Using Streaming Assistants API With Websockets

I’m developing a FastAPI application where I’m using WebSockets to send text deltas from an Assistant’s API event handler in real-time. However, the tasks responsible for sending these deltas remain in the PENDING state and never run.

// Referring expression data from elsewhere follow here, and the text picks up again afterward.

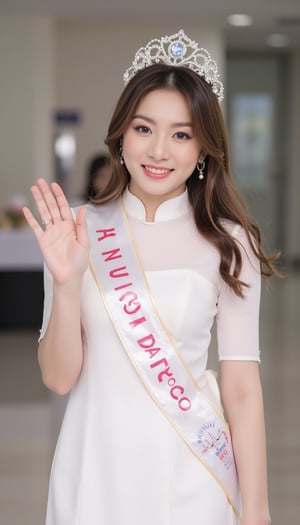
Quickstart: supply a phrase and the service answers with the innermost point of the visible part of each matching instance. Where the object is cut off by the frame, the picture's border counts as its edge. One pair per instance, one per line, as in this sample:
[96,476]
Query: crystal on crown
[177,50]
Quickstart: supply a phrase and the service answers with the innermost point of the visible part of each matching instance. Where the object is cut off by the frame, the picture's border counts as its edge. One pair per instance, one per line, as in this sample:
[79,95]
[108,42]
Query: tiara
[177,50]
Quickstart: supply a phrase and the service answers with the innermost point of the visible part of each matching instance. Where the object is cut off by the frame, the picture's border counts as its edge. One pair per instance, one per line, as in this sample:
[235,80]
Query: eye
[182,136]
[142,129]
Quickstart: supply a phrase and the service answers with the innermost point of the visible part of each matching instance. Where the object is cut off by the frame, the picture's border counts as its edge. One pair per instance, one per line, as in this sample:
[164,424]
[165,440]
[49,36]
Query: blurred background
[61,67]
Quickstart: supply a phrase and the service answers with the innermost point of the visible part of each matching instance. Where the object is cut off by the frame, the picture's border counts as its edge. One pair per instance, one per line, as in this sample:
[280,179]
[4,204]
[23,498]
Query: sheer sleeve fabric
[238,318]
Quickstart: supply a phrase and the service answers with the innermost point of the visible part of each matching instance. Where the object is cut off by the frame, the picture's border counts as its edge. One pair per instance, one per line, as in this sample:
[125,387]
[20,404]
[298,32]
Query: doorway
[256,115]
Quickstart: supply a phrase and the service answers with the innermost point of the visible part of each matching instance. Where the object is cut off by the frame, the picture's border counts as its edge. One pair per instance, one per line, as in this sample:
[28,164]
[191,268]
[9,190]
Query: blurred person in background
[98,175]
[144,438]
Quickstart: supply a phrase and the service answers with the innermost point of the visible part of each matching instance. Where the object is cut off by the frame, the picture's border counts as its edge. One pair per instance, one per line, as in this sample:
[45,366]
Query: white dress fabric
[118,461]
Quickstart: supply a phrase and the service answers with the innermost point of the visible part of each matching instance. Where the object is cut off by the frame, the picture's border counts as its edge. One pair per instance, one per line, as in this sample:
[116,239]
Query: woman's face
[159,147]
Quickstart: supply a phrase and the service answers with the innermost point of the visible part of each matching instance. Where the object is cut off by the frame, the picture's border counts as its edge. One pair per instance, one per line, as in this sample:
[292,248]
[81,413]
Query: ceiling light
[277,40]
[240,20]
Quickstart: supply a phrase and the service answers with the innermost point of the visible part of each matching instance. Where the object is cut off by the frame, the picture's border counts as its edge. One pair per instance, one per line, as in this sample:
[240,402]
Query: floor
[30,415]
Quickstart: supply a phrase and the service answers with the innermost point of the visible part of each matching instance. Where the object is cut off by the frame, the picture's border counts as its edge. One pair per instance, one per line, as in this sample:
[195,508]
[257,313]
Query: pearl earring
[200,168]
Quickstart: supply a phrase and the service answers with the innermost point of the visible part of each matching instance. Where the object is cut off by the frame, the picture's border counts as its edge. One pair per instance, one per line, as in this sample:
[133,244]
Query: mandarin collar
[168,210]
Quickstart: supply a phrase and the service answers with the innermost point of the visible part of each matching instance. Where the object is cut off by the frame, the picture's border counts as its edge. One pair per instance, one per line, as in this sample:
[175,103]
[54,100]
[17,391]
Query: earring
[121,155]
[200,167]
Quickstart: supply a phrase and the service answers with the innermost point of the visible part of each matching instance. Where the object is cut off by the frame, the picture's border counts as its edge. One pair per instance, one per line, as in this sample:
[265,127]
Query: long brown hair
[216,197]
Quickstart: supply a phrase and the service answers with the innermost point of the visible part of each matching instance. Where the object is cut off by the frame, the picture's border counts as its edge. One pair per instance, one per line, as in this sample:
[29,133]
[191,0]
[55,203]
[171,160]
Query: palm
[64,243]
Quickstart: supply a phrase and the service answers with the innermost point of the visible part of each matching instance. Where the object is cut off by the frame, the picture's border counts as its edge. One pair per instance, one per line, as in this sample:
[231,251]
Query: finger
[32,222]
[62,202]
[81,226]
[41,203]
[49,199]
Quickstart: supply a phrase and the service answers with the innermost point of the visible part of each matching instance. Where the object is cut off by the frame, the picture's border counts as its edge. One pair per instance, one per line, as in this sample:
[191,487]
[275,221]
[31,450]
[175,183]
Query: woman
[144,439]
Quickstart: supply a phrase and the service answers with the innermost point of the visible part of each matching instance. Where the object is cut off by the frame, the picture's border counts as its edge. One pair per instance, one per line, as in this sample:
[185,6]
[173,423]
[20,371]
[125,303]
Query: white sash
[126,294]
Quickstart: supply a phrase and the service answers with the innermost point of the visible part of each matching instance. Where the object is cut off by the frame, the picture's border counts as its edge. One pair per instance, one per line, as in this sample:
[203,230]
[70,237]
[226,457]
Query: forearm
[244,409]
[60,352]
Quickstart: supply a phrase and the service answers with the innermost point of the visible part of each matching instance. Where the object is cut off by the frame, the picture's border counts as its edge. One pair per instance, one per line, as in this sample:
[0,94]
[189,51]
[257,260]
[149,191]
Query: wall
[292,105]
[26,101]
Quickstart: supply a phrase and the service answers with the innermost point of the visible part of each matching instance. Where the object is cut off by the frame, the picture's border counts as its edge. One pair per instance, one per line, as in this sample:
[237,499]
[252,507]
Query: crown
[177,50]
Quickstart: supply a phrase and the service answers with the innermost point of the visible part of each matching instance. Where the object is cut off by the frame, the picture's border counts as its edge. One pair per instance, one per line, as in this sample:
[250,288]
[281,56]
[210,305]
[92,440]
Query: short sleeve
[238,318]
[48,297]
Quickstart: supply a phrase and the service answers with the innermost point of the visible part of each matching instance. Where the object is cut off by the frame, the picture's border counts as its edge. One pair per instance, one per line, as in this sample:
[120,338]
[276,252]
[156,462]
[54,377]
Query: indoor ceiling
[269,16]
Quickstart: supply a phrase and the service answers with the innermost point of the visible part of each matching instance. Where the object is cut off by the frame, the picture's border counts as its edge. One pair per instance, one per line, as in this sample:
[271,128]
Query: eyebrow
[174,124]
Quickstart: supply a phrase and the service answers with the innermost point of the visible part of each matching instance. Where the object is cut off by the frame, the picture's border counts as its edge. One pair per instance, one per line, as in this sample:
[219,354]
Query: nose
[158,148]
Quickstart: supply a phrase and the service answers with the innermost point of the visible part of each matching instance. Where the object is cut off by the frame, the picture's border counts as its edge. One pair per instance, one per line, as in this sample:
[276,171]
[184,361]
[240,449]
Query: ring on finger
[46,223]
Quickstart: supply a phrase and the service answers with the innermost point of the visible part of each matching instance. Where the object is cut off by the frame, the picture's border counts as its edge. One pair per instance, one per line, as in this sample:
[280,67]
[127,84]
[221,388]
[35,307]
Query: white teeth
[157,171]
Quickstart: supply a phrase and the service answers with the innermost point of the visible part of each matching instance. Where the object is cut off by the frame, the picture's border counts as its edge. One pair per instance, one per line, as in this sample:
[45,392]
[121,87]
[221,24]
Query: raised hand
[63,240]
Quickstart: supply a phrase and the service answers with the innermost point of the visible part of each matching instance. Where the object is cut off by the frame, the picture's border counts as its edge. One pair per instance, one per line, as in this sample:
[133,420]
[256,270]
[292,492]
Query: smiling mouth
[156,173]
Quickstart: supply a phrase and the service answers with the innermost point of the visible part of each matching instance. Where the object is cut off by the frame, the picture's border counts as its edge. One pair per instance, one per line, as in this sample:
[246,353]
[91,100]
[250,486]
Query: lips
[156,172]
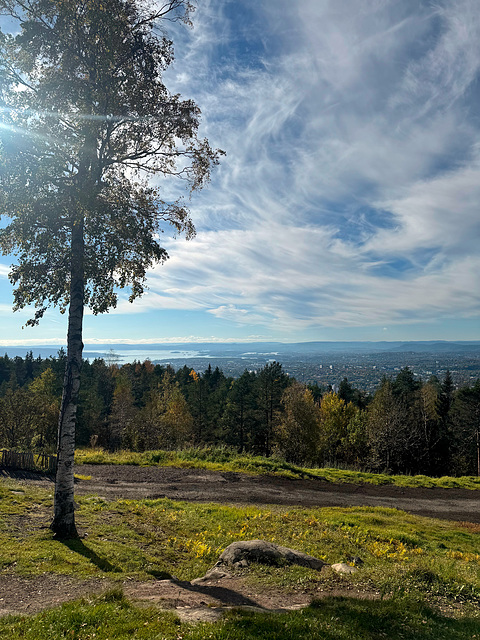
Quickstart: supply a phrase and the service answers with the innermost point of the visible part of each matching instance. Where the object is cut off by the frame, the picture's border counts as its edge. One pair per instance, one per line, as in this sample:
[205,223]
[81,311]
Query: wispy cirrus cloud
[349,194]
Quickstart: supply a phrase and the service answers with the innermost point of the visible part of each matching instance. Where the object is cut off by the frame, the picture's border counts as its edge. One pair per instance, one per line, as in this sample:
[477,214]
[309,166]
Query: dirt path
[198,485]
[208,601]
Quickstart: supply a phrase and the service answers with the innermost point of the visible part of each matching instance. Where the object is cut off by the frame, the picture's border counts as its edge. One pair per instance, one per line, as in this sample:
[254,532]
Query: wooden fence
[28,461]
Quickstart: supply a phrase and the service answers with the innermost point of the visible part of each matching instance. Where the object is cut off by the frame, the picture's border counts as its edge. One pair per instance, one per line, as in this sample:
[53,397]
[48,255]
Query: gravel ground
[199,485]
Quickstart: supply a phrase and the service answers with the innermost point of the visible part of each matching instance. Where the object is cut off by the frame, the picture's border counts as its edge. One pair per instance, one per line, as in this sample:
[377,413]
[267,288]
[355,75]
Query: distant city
[325,363]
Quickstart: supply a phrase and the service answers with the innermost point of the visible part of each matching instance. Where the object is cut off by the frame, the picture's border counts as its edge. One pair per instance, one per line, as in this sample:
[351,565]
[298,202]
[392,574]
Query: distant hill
[273,349]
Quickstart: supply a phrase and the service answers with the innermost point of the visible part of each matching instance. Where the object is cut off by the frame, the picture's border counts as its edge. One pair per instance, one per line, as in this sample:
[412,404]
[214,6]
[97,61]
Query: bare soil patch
[208,600]
[199,485]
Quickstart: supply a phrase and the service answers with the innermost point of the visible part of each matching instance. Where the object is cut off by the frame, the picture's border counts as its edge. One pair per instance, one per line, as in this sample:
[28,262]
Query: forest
[407,426]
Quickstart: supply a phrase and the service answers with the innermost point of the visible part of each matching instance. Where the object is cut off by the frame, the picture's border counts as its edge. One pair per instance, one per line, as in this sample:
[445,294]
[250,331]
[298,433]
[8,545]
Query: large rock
[267,553]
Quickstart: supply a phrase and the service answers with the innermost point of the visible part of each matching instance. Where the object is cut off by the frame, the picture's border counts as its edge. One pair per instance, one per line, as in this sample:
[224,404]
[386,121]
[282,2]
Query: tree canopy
[86,119]
[86,123]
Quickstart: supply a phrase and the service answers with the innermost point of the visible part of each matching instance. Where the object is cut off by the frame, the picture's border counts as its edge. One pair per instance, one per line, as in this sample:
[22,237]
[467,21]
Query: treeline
[406,426]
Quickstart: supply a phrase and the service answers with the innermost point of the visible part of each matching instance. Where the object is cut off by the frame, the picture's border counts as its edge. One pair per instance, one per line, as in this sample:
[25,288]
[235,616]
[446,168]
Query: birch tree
[86,122]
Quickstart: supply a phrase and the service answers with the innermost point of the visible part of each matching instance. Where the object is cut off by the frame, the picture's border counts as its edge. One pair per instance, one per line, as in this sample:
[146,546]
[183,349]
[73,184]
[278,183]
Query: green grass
[225,459]
[112,617]
[427,571]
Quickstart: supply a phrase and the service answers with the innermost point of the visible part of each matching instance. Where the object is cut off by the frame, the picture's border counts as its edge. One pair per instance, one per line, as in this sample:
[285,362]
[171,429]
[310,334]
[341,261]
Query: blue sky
[347,206]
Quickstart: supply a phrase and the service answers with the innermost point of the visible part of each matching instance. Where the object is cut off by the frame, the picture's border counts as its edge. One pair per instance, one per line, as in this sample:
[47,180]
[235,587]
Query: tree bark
[63,524]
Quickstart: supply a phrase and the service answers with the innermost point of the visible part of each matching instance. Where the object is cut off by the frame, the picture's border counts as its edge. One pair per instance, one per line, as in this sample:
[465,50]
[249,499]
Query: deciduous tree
[86,119]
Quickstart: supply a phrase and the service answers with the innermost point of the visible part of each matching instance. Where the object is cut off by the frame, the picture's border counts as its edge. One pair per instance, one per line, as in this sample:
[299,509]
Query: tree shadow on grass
[76,545]
[224,595]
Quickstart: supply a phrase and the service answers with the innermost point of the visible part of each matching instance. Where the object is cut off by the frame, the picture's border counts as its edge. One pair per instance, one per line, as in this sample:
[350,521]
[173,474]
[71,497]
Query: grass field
[225,459]
[426,571]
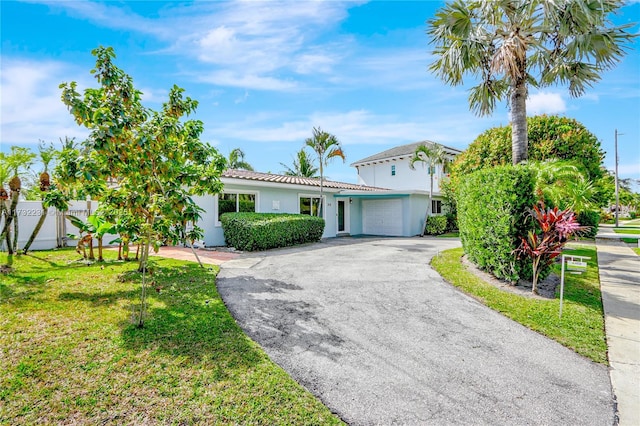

As a result, the client doesn’t receive the expected data.

Symptoms

• WebSocket connection opens and messages are received.
• Tasks created to handle WebSocket communication (sending text deltas) are stuck in the PENDING state.
• No deltas are sent over the WebSocket to the client.
• Debug logging confirms that tasks are not running and remain pending indefinitely.

import asyncio
from typing_extensions import override
from openai import AssistantEventHandler
from openai.types.beta import AssistantStreamEvent
from openai.types.beta.threads import Text, TextDelta
from starlette.websockets import WebSocket, WebSocketDisconnect
from logging_config import logger

class EventHandler(AssistantEventHandler):
    def __init__(self, websocket: WebSocket):
        super().__init__()
        self.websocket = websocket
        logger.info("EventHandler initialized")

    @override
    def on_event(self, event: AssistantStreamEvent) -> None:
        logger.info(f"Event received: {event.event}")
        self.introspect_tasks()

    @override
    async def on_text_delta(self, delta: TextDelta, snapshot: Text) -> None:
        logger.info(f"Received text delta.value: {delta.value}")
        self.introspect_tasks()
        asyncio.ensure_future(self.send_text_delta(delta.value))
        await asyncio.sleep(0)  # Yield control to ensure the task runs

    async def send_text_delta(self, value: str) -> None:
        try:
            logger.info(f"Attempting to send delta: {value}")
            await self.websocket.send_json({"type": "text_delta", "content": value})
            logger.info(f"Sent delta: {value}")
        except WebSocketDisconnect:
            logger.warning("WebSocket disconnected while sending delta")
        except Exception as e:
            logger.error(f"Error sending delta: {str(e)}")

    @override
    async def on_message_done(self, text: Text) -> None:
        logger.info("The message is now done....")
        self.introspect_tasks()
        asyncio.ensure_future(self.send_message_done())
        await asyncio.sleep(0)  # Yield control to ensure the task runs

    async def send_message_done(self) -> None:
        try:
            logger.info("Attempting to send message_done")
            await self.websocket.send_json({"type": "message_done"})
            logger.info("Sent message_done")
        except WebSocketDisconnect:
            logger.warning("WebSocket disconnected while sending message_done")
        except Exception as e:
            logger.error(f"Error sending message_done: {str(e)}")
        finally:
            await self.close_websocket()

    async def close_websocket(self) -> None:
        try:
            logger.info("Attempting to close WebSocket")
            await self.websocket.close()
            logger.info("Closed WebSocket")
        except Exception as e:
            logger.error(f"Error closing WebSocket: {str(e)}")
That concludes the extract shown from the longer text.